Un travail accompli, un salaire qui se fait attendre
« Nous avons travaillé tout le mois, mais à ce jour, nous n’avons pas vu le moindre franc », déclare un agent sous couvert d’anonymat. Cette frustration est d’autant plus grande qu’au sein même des effectifs, certains auraient perçu leur salaire.
L’inégalité dans le versement des rémunérations nourrit l’incompréhension et la colère des concernés. « Pourquoi certains sont-ils payés et d’autres non ? Sur quels critères ? », s’interrogent-ils.
Loin d’être un incident isolé, ce problème s’inscrit dans une situation plus large où les retards de paiement et les écarts entre les sommes promises et les sommes perçues deviennent monnaie courante. En témoigne l’épisode du mois précédent : les agents devaient toucher trois millions de francs guinéens, mais n’ont reçu qu’un million.
« Où sont passés les deux millions manquants ? » Cette question reste sans réponse, et pour beaucoup, elle illustre parfaitement l’opacité qui entoure la gestion financière du projet RAVEC à Sanoyah.
Détournements et favoritisme : une corruption bien rodée ?
Mais le plus scandaleux, selon les agents, c’est la manière dont les fonds seraient distribués. Plusieurs dénoncent des pratiques de favoritisme et de détournement au sein même du processus de paiement.
« Ceux qui ne travaillent pas sont payés en premier, tandis que ceux qui sont sur le terrain doivent attendre », affirme un agent, visiblement amer.
Le système, selon eux, repose sur un mécanisme simple mais efficace : des noms fictifs seraient ajoutés aux listes des bénéficiaires, et une fois les paiements effectués, les fonds seraient redistribués en coulisses.
« Certaines personnes encaissent des montants qu’elles ne méritent pas et reversent ensuite une partie à leurs complices, en gardant le reste pour elles », accuse un autre agent. Dans certains cas, des montants de 200 000 à 500 000 francs seraient donnés à ces « bénéficiaires fantômes », tandis que le reste disparaîtrait dans des circuits opaques.
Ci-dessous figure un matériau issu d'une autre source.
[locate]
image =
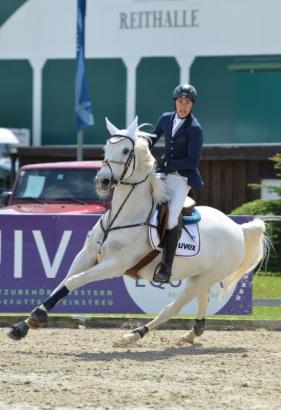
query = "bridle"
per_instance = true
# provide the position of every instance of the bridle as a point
(121, 181)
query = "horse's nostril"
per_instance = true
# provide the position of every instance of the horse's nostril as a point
(106, 181)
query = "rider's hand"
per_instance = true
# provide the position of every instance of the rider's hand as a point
(169, 166)
(162, 165)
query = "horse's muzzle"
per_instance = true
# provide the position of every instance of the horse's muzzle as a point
(103, 186)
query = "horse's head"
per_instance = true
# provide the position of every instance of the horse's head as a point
(126, 156)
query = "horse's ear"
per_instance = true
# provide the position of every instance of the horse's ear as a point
(111, 128)
(133, 127)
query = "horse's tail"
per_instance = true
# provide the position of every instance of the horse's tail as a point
(256, 250)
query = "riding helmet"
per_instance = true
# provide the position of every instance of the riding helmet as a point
(185, 91)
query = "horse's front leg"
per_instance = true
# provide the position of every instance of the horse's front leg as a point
(191, 290)
(199, 324)
(39, 316)
(83, 261)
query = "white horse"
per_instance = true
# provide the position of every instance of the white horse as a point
(120, 240)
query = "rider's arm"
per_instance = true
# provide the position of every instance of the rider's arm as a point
(157, 133)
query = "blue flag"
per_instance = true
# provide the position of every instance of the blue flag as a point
(83, 105)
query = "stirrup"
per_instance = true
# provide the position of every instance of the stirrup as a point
(161, 277)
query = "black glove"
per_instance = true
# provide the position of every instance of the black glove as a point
(162, 165)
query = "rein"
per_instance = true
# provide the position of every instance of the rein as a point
(133, 185)
(110, 228)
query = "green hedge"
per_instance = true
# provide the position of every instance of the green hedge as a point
(267, 207)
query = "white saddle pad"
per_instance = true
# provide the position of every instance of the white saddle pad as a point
(189, 243)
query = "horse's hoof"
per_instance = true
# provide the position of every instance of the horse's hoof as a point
(127, 340)
(18, 331)
(187, 338)
(37, 319)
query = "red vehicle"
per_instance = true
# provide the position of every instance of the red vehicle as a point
(57, 187)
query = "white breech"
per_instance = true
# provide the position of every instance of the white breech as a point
(178, 189)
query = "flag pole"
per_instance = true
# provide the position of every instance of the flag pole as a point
(80, 138)
(83, 105)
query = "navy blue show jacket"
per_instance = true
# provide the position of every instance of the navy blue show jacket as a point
(183, 150)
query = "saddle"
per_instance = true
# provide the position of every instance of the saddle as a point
(187, 217)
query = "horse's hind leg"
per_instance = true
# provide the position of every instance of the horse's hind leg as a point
(194, 286)
(199, 324)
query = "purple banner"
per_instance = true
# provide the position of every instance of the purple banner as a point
(36, 252)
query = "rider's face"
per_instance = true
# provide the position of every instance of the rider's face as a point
(183, 107)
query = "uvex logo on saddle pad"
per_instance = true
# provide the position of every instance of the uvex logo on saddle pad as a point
(189, 243)
(187, 246)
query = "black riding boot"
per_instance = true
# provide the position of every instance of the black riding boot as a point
(163, 274)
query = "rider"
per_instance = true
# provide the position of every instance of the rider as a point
(183, 145)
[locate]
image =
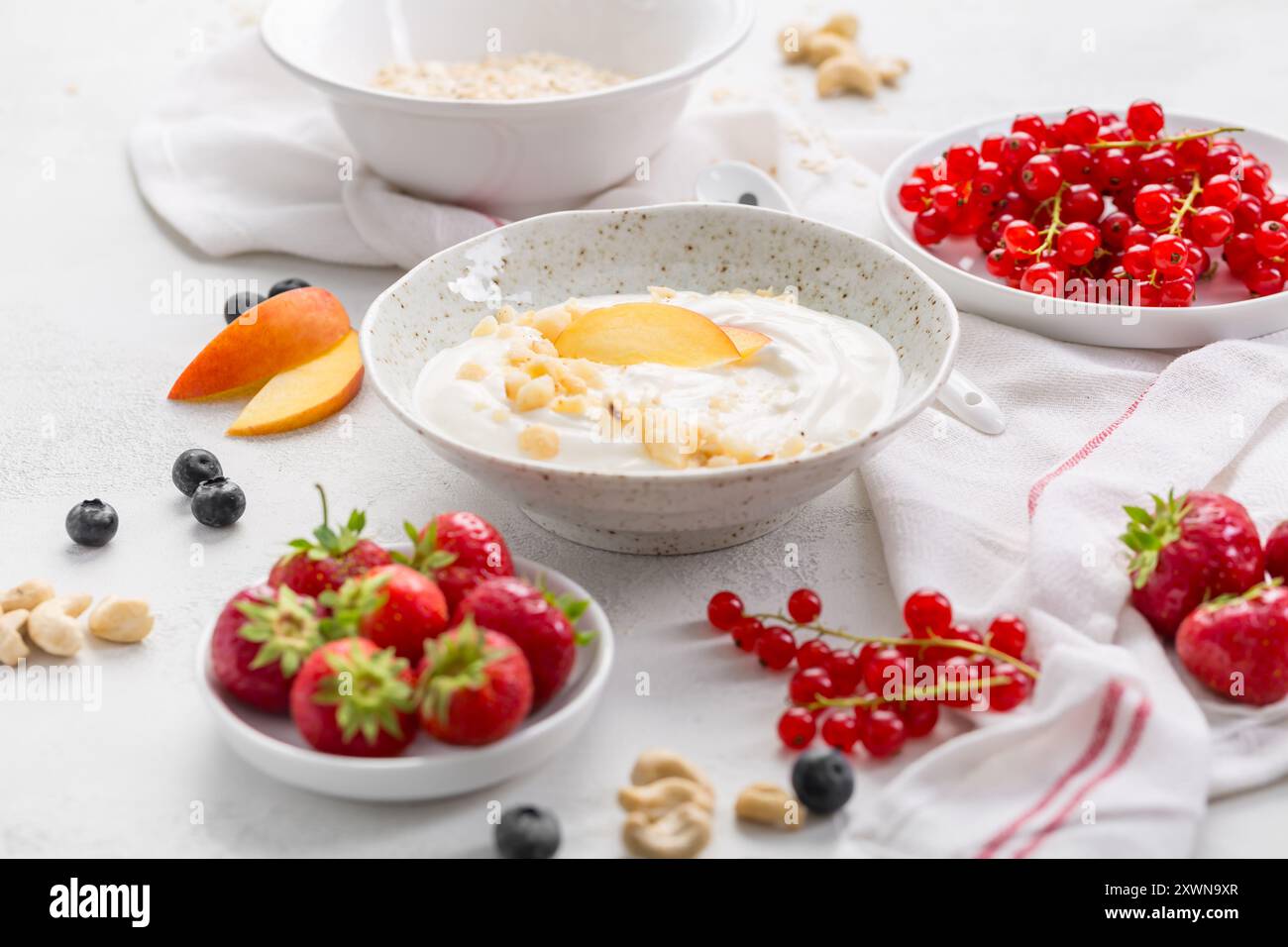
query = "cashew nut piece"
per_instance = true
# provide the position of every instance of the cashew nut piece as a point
(660, 796)
(658, 764)
(124, 620)
(844, 73)
(683, 832)
(26, 595)
(844, 25)
(53, 624)
(889, 68)
(822, 47)
(769, 804)
(12, 647)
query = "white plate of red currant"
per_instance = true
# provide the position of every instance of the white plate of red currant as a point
(1134, 228)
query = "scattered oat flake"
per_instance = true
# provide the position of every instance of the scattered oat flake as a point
(527, 76)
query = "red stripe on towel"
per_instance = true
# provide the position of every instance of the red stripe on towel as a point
(1125, 753)
(1099, 738)
(1035, 491)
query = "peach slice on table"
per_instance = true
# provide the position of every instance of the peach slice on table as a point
(747, 341)
(281, 333)
(305, 393)
(634, 333)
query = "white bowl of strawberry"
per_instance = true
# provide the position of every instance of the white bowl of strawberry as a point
(1138, 230)
(415, 672)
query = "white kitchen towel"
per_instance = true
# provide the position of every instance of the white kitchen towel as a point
(1119, 750)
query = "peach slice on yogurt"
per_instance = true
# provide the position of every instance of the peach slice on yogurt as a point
(634, 333)
(747, 341)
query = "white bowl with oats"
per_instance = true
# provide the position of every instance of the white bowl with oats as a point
(669, 379)
(509, 107)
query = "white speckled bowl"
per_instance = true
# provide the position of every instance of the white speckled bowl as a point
(688, 247)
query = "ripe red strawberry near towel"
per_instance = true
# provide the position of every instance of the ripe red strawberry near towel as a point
(1189, 551)
(1237, 646)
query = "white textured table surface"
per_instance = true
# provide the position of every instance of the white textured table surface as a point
(82, 414)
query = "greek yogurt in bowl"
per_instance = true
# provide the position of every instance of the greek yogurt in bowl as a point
(621, 496)
(815, 380)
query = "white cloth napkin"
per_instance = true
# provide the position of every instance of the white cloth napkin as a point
(1119, 750)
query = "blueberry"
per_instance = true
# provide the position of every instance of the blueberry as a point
(526, 831)
(218, 501)
(193, 467)
(239, 303)
(823, 781)
(91, 523)
(291, 282)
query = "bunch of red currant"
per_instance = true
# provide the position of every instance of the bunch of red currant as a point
(1098, 209)
(866, 690)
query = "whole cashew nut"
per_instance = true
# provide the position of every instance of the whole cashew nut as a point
(658, 764)
(26, 595)
(124, 620)
(845, 73)
(822, 47)
(12, 647)
(769, 804)
(53, 624)
(683, 832)
(660, 796)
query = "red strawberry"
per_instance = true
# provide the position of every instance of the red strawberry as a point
(459, 551)
(475, 686)
(330, 558)
(1237, 646)
(262, 638)
(1276, 552)
(1188, 552)
(540, 624)
(355, 699)
(394, 605)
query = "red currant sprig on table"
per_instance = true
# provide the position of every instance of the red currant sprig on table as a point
(1100, 209)
(844, 692)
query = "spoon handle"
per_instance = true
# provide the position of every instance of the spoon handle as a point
(970, 405)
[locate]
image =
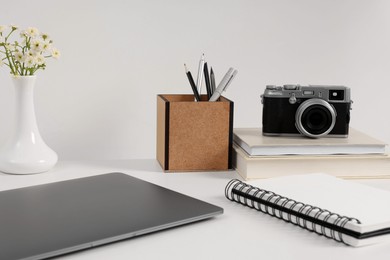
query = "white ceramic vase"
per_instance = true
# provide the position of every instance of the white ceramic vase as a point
(26, 152)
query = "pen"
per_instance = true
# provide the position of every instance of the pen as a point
(199, 80)
(207, 80)
(225, 82)
(192, 83)
(212, 80)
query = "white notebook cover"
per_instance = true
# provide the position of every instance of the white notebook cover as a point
(371, 206)
(255, 143)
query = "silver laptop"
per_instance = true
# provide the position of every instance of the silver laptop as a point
(57, 218)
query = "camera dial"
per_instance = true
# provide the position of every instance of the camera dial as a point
(315, 118)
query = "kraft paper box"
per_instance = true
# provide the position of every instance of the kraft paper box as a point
(194, 136)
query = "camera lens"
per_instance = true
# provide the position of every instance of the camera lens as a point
(315, 118)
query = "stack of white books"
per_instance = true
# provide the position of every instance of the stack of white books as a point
(357, 156)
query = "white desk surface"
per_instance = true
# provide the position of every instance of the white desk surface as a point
(240, 233)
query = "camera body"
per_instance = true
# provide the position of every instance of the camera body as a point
(313, 111)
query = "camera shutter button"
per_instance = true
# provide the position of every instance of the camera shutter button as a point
(292, 100)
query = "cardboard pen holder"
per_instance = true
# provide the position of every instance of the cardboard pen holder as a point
(194, 136)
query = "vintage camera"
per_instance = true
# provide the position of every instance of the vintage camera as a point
(312, 111)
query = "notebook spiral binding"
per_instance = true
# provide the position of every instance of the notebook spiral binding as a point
(314, 219)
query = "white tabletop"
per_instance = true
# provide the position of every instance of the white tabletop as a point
(240, 233)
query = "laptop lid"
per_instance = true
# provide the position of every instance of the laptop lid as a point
(57, 218)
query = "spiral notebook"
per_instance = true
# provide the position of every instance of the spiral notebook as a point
(346, 211)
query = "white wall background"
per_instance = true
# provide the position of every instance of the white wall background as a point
(99, 100)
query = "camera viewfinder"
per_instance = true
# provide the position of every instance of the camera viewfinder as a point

Face à ces accusations, une question se pose : comment ces pratiques peuvent-elles perdurer sans contrôle ? Qui sont les vrais responsables de ce système qui semble bien huilé ?
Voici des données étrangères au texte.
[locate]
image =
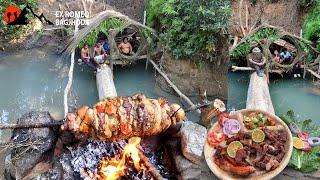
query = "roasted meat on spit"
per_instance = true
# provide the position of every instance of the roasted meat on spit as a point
(124, 117)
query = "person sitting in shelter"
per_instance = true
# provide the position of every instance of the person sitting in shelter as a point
(257, 61)
(106, 46)
(125, 47)
(276, 56)
(85, 56)
(134, 43)
(285, 55)
(100, 56)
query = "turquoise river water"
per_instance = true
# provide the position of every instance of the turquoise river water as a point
(35, 80)
(294, 94)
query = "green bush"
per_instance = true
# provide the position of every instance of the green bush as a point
(13, 30)
(104, 27)
(244, 48)
(189, 27)
(311, 27)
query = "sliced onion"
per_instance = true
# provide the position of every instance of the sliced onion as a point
(314, 141)
(231, 126)
(294, 128)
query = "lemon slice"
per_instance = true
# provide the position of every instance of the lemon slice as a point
(233, 147)
(258, 135)
(297, 143)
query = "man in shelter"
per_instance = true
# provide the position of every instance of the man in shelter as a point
(257, 61)
(285, 56)
(100, 56)
(85, 56)
(106, 46)
(125, 47)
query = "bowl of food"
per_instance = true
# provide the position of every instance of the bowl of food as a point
(248, 144)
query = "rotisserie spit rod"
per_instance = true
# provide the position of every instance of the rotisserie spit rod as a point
(124, 117)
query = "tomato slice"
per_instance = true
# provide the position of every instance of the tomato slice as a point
(214, 138)
(306, 147)
(100, 108)
(303, 135)
(222, 118)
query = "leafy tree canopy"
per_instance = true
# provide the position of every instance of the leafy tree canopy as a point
(189, 27)
(311, 27)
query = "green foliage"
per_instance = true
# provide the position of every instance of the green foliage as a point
(244, 48)
(12, 31)
(304, 161)
(311, 27)
(189, 27)
(110, 23)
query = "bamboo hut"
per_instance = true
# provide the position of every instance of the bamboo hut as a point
(291, 42)
(114, 37)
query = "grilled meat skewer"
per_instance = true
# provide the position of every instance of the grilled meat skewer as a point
(124, 117)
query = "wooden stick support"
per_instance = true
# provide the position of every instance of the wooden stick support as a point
(314, 73)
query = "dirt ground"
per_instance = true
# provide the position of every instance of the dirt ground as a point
(282, 13)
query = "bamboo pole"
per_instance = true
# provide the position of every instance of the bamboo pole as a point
(236, 68)
(70, 75)
(174, 87)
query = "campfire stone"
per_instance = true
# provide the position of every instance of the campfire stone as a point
(193, 137)
(25, 162)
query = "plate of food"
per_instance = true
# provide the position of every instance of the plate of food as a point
(248, 144)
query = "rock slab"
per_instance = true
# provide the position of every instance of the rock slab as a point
(22, 160)
(193, 138)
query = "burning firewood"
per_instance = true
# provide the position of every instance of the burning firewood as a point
(124, 117)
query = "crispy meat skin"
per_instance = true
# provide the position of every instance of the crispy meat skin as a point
(265, 156)
(123, 117)
(226, 165)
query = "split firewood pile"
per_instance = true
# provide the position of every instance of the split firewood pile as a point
(94, 159)
(110, 135)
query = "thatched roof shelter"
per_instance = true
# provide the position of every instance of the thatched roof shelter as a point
(94, 22)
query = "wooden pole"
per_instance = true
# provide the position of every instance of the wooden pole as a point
(314, 73)
(70, 75)
(154, 171)
(174, 87)
(36, 125)
(236, 68)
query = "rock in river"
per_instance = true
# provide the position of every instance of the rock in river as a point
(193, 137)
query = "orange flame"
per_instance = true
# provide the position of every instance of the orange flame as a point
(114, 168)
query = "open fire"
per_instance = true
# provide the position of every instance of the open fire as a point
(119, 166)
(110, 161)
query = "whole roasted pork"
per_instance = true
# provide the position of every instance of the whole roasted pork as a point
(124, 117)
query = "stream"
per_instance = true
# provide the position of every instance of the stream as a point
(35, 80)
(291, 93)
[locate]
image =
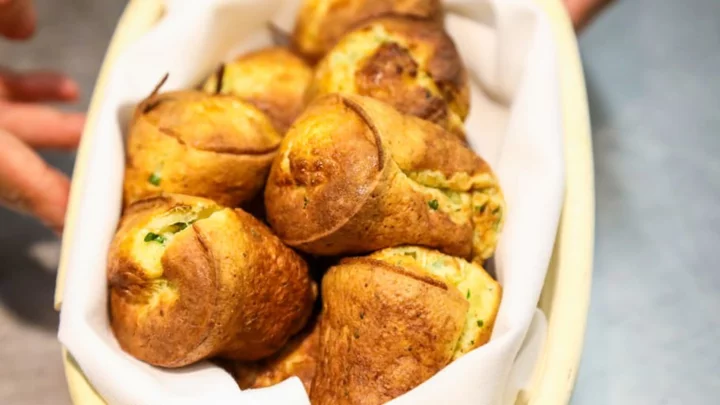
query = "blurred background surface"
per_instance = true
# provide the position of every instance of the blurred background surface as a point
(654, 91)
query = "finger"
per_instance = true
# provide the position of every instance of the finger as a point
(29, 185)
(17, 19)
(583, 11)
(41, 126)
(37, 86)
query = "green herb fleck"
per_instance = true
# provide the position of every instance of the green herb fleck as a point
(154, 179)
(153, 237)
(177, 227)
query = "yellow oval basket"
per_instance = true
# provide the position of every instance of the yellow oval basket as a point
(566, 294)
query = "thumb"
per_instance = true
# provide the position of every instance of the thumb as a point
(29, 185)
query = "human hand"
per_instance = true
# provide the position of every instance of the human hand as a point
(583, 11)
(27, 183)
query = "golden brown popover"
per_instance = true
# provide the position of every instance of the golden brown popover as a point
(272, 79)
(297, 358)
(190, 279)
(408, 63)
(353, 175)
(395, 318)
(189, 142)
(321, 23)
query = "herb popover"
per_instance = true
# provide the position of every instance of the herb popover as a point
(393, 319)
(189, 142)
(354, 175)
(321, 23)
(272, 79)
(190, 279)
(408, 63)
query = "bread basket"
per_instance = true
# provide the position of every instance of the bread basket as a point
(565, 296)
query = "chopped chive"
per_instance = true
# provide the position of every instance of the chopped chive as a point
(153, 237)
(154, 179)
(177, 227)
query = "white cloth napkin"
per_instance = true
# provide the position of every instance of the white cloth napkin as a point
(515, 124)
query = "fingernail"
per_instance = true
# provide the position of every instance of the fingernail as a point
(69, 90)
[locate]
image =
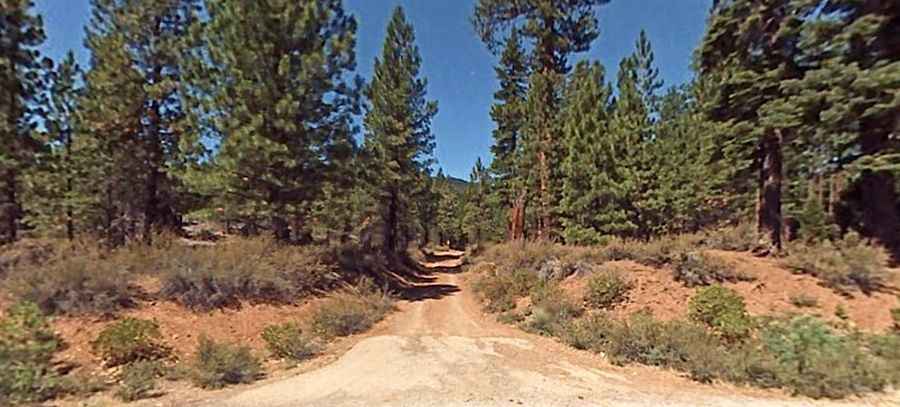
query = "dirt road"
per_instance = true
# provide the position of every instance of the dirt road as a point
(440, 350)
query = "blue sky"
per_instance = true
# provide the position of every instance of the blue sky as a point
(458, 66)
Les autorités locales sous pression
Interrogées sur ces allégations, les autorités locales se défendent de toute complaisance. Selon certains agents, elles seraient déjà en train de mener des vérifications afin d’identifier les failles du système.
« Nous savons qu’il y a des irrégularités, c’est pourquoi les paiements sont retardés. Nous enquêtons pour identifier les responsables », aurait confié une source proche du dossier.
Mais ces explications peinent à convaincre les agents, qui y voient une tentative de gagner du temps.
« Si vraiment une enquête est en cours, pourquoi n’avons-nous toujours pas été payés ? Si des fraudes existent, pourquoi les coupables ne sont-ils pas encore sanctionnés ? », s’indignent-ils.
Un test pour la transparence et l’intégrité des institutions
Le cas de Sanoyah illustre un problème plus large qui touche de nombreux agents recenseurs à travers le pays. Dans plusieurs localités, des retards de paiement, des écarts entre les montants promis et les montants perçus, ainsi que des accusations de corruption ont déjà été signalés.
Mais cette fois-ci, l’affaire prend une ampleur particulière, tant les témoignages des agents semblent converger vers un même constat : un système organisé où certains profitent de leur position pour détourner de l’argent public.
Les agents de RAVEC de Sanoyah ne comptent pas en rester là. Ils réclament non seulement leur dû, mais aussi des sanctions contre ceux qu’ils considèrent comme responsables de cette situation.
« L’État doit intervenir pour stopper ce système mafieux. Nous ne voulons que notre salaire, rien de plus », martèle l’un d’eux.
L’avenir dira si leur cri d’alarme sera entendu, ou si, comme tant d’autres avant eux, ils devront se résigner à voir leurs efforts engloutis dans les méandres de la corruption.